Ergo and rivals are struggling to pay guaranteed returns to clients because of record-low interest rates. Combined with more stringent European capital rules, this has prompted insurance companies to offload some life insurance operations.
According to people close to the matter, run-off specialists backed by buyout groups Cinven, Apollo and Fosun as well as UK peer Resolution put in offers worth around 1 billion euros (£0.88 billion) for the portfolio of roughly 6 million contracts backed by 60 billion euros in capital investments.
Munich Re had expected significantly more, with one person putting the asking price at around 2 billion euros.
Ergo is now expected to run down the portfolio on an in-house platform being developed with IBM, the people said.
Obtaining German financial watchdog Bafin’s approval of any deal was seen as an uphill battle, as the regulator aims to ensure that customers receive promised pay-outs, people close to the matter said.
But Riess said on a conference call that Ergo never got to the stage of discussing a transfer of the portfolio with Bafin.

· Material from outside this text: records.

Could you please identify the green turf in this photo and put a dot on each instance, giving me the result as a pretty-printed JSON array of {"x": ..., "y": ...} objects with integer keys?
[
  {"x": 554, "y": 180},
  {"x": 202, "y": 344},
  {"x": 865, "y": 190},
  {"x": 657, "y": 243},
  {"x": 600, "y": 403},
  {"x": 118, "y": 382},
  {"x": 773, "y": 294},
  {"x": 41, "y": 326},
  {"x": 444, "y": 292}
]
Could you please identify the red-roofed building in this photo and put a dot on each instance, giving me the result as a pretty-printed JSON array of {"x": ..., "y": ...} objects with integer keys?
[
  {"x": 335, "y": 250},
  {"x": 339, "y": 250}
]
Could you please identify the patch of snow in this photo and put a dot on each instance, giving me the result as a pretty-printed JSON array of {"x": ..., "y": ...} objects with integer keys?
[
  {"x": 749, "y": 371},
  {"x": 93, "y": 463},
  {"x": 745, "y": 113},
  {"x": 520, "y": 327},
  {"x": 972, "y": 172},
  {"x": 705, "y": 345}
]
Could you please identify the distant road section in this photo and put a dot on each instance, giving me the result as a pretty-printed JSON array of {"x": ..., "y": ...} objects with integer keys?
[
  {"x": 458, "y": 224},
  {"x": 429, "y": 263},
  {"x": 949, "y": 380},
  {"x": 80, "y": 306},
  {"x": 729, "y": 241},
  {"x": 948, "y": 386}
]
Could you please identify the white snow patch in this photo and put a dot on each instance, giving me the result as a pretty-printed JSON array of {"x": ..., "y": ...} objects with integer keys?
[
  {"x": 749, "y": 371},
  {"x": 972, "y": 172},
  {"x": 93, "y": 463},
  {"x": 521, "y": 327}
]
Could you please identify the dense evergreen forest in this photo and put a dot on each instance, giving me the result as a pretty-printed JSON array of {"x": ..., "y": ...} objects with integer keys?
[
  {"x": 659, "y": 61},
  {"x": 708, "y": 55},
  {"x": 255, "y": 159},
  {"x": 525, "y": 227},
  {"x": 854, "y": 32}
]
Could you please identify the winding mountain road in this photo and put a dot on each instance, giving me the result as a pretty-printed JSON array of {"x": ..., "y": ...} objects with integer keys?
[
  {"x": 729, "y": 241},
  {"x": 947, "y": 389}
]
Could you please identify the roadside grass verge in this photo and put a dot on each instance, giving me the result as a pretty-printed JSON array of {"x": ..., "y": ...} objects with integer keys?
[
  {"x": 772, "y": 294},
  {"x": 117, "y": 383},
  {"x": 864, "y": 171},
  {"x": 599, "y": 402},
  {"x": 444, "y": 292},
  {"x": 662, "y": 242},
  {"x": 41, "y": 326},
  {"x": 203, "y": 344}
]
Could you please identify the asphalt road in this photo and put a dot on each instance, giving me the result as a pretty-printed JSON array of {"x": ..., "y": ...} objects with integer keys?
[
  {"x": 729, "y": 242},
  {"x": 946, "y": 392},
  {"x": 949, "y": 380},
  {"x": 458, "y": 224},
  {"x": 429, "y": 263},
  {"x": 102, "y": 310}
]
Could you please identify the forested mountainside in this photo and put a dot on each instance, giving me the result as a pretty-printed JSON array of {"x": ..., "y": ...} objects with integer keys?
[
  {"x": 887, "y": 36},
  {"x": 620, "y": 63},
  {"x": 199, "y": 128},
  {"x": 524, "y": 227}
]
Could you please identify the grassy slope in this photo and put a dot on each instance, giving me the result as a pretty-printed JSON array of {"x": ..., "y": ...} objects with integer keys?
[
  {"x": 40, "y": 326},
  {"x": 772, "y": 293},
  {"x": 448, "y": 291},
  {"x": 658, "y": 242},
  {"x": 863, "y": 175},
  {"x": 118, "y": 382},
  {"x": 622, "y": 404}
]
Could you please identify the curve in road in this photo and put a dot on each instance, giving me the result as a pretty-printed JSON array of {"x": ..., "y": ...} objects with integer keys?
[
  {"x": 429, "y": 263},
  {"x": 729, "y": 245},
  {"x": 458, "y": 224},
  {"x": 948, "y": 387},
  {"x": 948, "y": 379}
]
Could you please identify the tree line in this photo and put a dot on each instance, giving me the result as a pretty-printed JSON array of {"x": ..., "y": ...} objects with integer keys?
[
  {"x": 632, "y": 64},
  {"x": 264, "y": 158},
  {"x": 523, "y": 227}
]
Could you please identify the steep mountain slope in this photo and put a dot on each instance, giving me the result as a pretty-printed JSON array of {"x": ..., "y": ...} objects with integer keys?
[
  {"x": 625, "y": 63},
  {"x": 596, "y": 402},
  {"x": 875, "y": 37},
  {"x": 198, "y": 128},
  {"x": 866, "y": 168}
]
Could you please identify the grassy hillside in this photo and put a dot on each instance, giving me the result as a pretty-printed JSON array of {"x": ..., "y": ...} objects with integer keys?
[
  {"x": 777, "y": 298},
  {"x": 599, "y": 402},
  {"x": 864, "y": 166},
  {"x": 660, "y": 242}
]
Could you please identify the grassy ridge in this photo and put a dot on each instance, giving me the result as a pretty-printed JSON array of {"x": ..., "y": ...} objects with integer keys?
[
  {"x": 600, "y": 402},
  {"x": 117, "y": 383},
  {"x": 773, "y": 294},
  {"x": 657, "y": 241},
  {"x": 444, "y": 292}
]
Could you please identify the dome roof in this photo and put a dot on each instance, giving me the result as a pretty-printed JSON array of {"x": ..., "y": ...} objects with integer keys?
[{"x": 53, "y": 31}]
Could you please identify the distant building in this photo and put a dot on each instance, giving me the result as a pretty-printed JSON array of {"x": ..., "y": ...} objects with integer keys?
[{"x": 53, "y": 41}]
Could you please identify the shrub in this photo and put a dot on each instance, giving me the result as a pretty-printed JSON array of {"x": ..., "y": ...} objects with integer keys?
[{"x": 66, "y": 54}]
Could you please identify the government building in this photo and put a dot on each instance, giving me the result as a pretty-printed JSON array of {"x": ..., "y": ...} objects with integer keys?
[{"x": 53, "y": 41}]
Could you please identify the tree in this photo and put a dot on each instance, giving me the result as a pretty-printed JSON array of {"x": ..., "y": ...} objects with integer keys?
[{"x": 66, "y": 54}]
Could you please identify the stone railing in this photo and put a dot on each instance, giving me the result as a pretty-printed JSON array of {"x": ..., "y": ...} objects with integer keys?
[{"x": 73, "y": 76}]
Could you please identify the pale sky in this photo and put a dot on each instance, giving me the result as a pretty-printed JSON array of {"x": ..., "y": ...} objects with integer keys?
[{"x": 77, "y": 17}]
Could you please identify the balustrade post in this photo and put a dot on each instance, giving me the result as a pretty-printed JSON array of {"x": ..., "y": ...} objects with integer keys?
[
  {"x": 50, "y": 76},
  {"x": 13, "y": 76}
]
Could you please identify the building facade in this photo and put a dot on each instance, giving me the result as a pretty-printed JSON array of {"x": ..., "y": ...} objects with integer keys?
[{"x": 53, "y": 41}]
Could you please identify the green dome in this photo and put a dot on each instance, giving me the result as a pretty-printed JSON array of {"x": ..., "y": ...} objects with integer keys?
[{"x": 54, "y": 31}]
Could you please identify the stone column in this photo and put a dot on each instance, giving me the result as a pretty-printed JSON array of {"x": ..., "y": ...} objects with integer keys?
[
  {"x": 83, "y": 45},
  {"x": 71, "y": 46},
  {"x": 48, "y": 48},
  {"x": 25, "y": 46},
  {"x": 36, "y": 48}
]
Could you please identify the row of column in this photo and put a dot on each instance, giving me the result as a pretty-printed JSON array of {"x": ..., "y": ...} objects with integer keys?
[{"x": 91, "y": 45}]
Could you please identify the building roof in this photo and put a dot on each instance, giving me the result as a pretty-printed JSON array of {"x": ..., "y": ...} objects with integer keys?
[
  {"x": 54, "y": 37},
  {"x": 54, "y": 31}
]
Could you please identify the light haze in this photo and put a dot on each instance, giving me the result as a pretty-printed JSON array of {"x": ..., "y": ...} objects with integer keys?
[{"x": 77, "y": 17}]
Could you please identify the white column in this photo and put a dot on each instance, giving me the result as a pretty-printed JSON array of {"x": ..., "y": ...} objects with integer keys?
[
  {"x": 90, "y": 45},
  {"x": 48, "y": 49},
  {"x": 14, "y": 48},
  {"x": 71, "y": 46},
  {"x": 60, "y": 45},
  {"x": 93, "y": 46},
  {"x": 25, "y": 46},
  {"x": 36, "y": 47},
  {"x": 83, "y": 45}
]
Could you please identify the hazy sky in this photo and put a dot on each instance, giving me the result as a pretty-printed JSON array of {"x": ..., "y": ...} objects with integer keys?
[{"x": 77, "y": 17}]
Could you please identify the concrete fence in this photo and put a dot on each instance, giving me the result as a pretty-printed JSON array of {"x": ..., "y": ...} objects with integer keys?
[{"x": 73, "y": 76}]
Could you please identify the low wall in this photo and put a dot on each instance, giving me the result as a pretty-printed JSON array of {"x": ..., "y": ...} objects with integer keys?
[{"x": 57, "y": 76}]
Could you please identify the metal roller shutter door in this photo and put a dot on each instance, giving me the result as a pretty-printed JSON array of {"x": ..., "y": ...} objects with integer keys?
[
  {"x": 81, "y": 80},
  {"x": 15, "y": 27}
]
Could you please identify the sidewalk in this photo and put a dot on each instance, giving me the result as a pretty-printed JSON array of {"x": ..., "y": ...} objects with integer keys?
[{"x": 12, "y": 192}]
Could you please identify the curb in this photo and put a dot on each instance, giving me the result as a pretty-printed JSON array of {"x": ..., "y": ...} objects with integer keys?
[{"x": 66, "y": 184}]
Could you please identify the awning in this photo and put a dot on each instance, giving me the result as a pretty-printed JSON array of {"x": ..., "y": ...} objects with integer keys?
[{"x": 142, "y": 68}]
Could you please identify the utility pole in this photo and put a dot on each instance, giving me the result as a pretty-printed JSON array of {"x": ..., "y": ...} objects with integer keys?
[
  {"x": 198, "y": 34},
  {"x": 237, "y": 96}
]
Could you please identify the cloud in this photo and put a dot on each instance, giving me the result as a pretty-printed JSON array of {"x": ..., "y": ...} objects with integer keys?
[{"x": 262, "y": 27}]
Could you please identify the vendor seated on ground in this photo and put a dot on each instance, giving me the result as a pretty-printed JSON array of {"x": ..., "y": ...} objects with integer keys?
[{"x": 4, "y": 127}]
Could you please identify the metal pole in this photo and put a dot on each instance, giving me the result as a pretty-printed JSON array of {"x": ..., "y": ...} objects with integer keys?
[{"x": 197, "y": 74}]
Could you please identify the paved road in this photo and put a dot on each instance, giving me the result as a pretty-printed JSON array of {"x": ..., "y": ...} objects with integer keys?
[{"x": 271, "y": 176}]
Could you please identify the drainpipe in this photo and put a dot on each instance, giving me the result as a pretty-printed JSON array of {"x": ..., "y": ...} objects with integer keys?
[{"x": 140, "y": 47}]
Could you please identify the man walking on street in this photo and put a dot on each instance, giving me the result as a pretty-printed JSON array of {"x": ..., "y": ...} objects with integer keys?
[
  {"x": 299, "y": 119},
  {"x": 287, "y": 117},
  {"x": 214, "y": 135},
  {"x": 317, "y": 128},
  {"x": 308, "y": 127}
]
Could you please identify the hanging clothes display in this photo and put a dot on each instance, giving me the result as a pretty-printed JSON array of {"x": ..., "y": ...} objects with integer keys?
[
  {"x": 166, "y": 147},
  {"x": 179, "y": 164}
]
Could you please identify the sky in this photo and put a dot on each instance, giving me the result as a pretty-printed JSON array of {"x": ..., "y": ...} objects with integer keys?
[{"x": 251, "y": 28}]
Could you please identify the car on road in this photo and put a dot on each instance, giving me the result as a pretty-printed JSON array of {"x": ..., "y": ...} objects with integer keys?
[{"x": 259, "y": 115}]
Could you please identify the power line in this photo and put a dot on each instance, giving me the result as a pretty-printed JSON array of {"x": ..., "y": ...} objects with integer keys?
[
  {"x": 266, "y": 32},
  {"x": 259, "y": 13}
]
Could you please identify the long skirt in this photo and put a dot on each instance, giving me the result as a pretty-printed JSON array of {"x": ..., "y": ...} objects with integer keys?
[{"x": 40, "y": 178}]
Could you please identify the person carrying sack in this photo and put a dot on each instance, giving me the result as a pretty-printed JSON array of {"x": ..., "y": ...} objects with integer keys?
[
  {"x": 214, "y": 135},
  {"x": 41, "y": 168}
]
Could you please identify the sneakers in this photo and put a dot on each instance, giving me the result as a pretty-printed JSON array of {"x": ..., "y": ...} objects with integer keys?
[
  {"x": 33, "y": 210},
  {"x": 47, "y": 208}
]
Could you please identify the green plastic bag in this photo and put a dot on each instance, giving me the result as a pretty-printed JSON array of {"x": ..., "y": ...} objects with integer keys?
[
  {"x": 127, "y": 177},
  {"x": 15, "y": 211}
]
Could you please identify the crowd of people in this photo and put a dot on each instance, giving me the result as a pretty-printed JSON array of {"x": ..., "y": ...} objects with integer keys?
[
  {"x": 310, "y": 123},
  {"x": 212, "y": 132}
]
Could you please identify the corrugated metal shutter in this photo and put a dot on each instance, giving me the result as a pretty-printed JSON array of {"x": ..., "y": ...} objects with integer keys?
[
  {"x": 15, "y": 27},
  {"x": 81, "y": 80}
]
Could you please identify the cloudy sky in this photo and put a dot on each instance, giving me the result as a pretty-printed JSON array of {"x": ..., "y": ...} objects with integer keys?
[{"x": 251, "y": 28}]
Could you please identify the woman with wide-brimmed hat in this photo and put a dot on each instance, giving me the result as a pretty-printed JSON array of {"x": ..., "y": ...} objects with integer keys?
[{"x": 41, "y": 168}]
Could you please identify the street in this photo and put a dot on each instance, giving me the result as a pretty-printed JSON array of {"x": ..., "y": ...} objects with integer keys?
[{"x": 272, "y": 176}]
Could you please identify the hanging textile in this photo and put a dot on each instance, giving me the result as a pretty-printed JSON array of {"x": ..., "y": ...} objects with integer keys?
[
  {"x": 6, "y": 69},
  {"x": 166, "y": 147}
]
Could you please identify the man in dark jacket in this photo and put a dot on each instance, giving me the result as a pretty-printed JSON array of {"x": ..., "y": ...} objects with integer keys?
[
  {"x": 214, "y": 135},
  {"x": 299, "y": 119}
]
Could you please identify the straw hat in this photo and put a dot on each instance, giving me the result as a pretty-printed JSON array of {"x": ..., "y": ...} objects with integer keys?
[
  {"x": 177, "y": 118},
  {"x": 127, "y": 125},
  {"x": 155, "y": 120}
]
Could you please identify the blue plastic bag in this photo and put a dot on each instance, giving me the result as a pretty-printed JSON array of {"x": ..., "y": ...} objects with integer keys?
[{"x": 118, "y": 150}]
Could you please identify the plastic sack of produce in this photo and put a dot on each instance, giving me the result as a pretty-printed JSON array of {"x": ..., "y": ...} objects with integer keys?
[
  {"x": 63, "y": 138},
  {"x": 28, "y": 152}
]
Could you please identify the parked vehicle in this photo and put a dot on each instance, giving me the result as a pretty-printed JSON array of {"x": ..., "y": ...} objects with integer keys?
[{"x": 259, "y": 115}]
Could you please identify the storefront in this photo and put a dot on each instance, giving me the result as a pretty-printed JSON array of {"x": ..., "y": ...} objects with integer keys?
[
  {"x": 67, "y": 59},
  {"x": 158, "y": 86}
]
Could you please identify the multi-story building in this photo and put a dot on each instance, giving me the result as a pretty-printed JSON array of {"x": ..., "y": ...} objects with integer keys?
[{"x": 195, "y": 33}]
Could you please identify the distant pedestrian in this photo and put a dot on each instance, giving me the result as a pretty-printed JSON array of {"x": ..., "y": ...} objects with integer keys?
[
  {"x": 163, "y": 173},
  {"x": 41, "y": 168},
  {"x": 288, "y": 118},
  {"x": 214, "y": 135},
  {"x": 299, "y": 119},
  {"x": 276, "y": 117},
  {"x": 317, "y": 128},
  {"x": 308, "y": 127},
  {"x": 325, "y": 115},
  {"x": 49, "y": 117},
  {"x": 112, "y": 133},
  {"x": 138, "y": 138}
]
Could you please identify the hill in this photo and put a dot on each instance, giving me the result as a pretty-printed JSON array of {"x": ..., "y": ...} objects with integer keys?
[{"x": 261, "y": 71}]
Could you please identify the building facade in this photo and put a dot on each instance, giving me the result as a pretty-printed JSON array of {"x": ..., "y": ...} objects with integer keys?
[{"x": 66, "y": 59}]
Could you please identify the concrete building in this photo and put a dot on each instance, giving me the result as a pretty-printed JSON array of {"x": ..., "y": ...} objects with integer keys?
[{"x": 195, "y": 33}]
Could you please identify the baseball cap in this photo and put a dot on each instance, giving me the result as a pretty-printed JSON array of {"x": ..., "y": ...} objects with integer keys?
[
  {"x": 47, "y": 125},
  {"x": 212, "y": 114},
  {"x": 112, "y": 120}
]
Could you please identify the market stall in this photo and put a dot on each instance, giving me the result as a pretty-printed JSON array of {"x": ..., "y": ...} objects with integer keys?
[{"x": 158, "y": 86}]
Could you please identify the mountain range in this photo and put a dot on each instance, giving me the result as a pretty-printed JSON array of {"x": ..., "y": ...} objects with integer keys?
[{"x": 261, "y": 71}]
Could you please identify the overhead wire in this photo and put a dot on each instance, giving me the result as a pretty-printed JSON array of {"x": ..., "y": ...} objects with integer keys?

“Although an outright sale of the back book now appears unlikely, we expect there still remains the opportunity to allow third-party investors to take a stake in the new organisational entity,” Jefferies analysts said.
Separately, Ergo peer Generali is continuing efforts to sell its German life insurance portfolio of roughly 4 million contracts, which is backed by 40 billion euros in capital investments, people close to the matter said.
“Generali’s talks with Cinven, Apollo and Fosun continue. But the real challenge is whether they will figure out a solution with Bafin,” one of the people said.